Made INSP_CATAGORY a 30 varchar instead of 10 varchar Dropped foreign key on Compliance.

20406 - 17654 = 2752 wells without WELL_API - Deleted from records.

Violation

Violation and Penalty data for PA come from the compliance downloads, and as such the original, unedited compliance CSV must be manipulated to provide violation and penalty data.

Run the following and export results to CSV such that excel index+match functions can give proper insp_id_fk values for violation SELECT insp_id_pk, well_id_fk FROM compliance WHERE insp_id_pk >1132437

Where 1132437 is a value less than your most recently updated column. Taking the last insp_id_pk - #rows inserted - 1 works.

Violaton: Delete everything except violation columns, date_resolved and well API prepend well_api with 37-, use index+match with previous query results to fill out insp_id_fk

Remove all entries from compliance file that do not have violation_ids.

1658 - 1118 = 540 violation entries with no associated well_API, deleted.

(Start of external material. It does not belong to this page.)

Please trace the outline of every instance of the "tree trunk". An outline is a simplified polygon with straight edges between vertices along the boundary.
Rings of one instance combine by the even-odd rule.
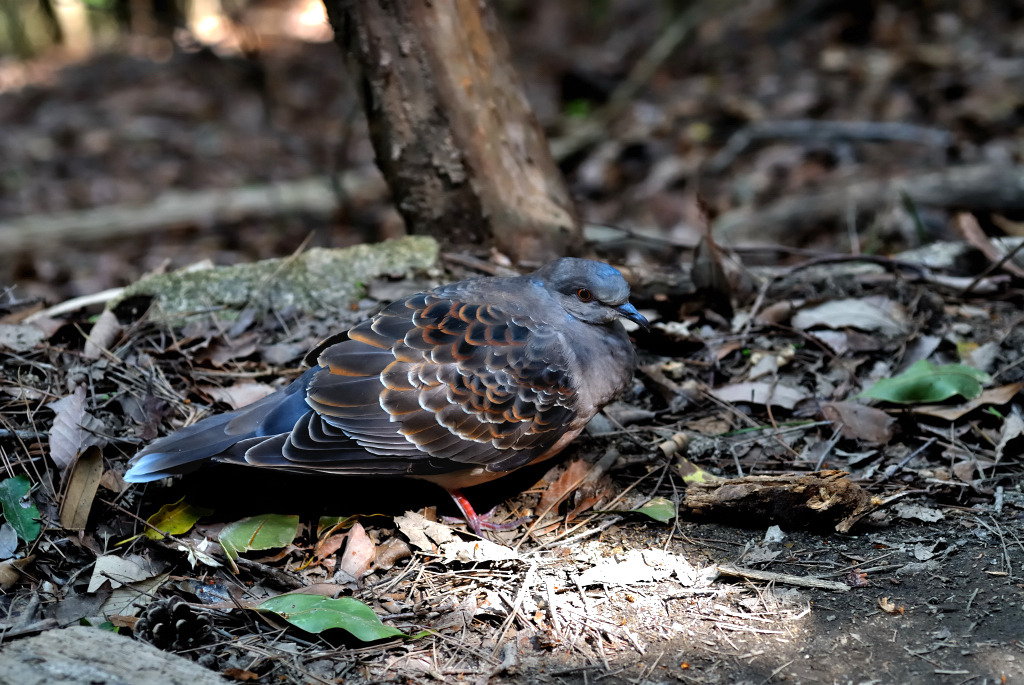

Prior to insertion, temporarily disable global foreign key checks with: SET GLOBAL FOREIGN_KEY_CHECKS=0; After insertion, restore checks with SET GLOBAL FOREIGN_KEY_CHECKS=1;

LOAD DATA INFILE 'violation.csv' INTO TABLE violation FIELDS TERMINATED BY ',' ENCLOSED BY '"' LINES TERMINATED BY '\n' IGNORE 1 ROWS (INSP_ID_FK, VIOLATION_ID, @DATE_VIOLATION_TMP, VIOLATION_CODE, VIOLATION_TYPE, VIOLATION_COMMENT, @DATE_RESOLVED_TMP) SET DATE_VIOLATION = STR_TO_DATE(@DATE_VIOLATION_TMP, '%m/%d/%Y'), DATE_RESOLVED = STR_TO_DATE(@DATE_RESOLVED_TMP, '%m/%d/%Y')

Penalty

For index+match lookup (will need to be nested with previous index/match lookups)

SELECT violation_id_pk, insp_id_fk FROM violation WHERE violation_id_pk >419014

Remove all entries from original compliance file that do not have enforcement_ids. Some violation entries that had no well_API were removed.

LOAD DATA INFILE 'penalty.csv' INTO TABLE penalty FIELDS TERMINATED BY ',' ENCLOSED BY '"' LINES TERMINATED BY '\n' IGNORE 1 ROWS (VIOLATION_ID_FK, ENF_ID, ENFORCEMENT_CODE, @DATE_EXECUTED_TMP, @ENF_DATE_FINAL_TMP, PEN_DATE_FINAL, PENALTY_FINAL_STATUS_DESC, PENALTY_AMOUNT, TOTAL_AMOUNT_COLLECTED) SET DATE_EXECUTED = STR_TO_DATE(@DATE_EXECUTED_TMP, '%m/%d/%Y'), ENF_DATE_FINAL = STR_TO_DATE(@ENF_DATE_FINAL_TMP, '%m/%d/%Y')

Chemical Data

After the creation / updating of Pennsylvania pages, chemical data from the fracfocus registry should be re-added to select pages. This is done by executing python chemicals.py US from the wikimanager folder. This will generated modified pages within staged_sources. Due to a shell bug, existing code within chemicals.py does not commit the newly generated pages to the wiki in their entirety (instead, they are truncated to chunks in multiples of 4096 bytes). As such, the standard procedure of calling commit_staged_sources.py on the staged_sources folder is required.

In order to expediate the process, the sql statement us_well_sql can be modified to only select wells from PA.